JavaScript remains on the top position when it comes to the list of most popular programming languages among developers, with Python and Java after it.Â
These are the findings of SlashData’s State of the Developer Nation Q3 2020 survey, in which more than 17,000 developers from 159 countries participated.
The survey includes the most popular programming languages, what the developers of open-source software and the adoption of DevOps practices think, and the use of popular cloud technologies such as containers and orchestration tools.
JavaScript, which includes CoffeeScript and Microsoft’s TypeScript, has 12.4 million developers worldwide, a spike of 5 million new developers than it had in 2017.
SlashData ranked Python as the second-most-popular language. There are currently an estimated 9 million Python developers, about 800,000 more than there are Java developers worldwide. Despite its web and mobile weakness, Python has gained 2.2 million new developers in the last year — thanks to the take-off of technologies such as machine learning, data science, and Internet of Things apps. And, in general, to the rise of everything that does not have a user interface. At the same time, Java secured the third position in the ranking with 8.2 million active developers.
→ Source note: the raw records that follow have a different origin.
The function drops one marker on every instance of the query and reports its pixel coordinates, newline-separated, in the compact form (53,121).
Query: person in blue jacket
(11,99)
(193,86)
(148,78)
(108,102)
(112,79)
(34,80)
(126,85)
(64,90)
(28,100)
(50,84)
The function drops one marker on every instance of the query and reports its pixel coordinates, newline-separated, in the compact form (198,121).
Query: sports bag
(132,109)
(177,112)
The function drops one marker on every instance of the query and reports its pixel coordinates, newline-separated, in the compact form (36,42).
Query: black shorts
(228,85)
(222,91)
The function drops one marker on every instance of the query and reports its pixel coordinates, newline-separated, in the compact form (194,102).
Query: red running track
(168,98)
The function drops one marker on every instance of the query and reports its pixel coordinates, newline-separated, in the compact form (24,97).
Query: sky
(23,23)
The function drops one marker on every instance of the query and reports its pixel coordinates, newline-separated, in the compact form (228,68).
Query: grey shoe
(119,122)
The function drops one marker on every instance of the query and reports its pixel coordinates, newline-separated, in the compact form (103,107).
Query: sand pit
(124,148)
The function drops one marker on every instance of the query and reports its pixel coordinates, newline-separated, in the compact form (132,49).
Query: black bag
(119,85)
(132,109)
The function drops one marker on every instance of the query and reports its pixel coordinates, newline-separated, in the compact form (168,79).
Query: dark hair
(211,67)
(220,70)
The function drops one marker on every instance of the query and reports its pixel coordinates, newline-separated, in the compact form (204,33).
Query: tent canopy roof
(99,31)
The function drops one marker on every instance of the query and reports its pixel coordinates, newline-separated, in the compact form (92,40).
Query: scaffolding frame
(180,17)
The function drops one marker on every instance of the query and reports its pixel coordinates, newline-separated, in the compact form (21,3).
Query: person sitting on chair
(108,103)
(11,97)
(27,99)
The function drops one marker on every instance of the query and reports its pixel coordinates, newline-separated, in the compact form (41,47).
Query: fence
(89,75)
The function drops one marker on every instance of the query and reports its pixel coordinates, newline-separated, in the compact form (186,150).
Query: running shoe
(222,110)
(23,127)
According to SlashData, C, C++, PHP, and C# ranked respective follow-up positions with developers numbering between 6 million and 6.3 million. Eighth and ninth on the list are respectively held by Kotlin, an Android development language backed by Google and with 2.8 million programmers: and Apple’s Swift, with 2.3 million. Go, Ruby, Objective C, Rust, and Lua are behind, with between 1.5 and 0.8 million developers. In total, according to SlashData, there are about 21.3 million active software developers in the world.
SlashData reports that about 60 percent of backend developers use containers, which makes this technology the most popular related to the cloud. The second most popular is the database as a service, which is used by 45 percent, from providers such as AWS, Oracle, IBM, Google, or MongoDB. Meanwhile, about 57 percent of backend developers who use a containerized orchestration application choose Kubernetes.
In terms of DevOps and its adoption, there are still 35 percent of developers who do not use their practices, compared to 40 percent who say they practice continuous integration (CI) and 37 percent who use deployment and continuous delivery (CD) — both being fundamental aspects of DevOps. . Additionally, SlashData recognizes that complete automation of the software release process is far from being a reality.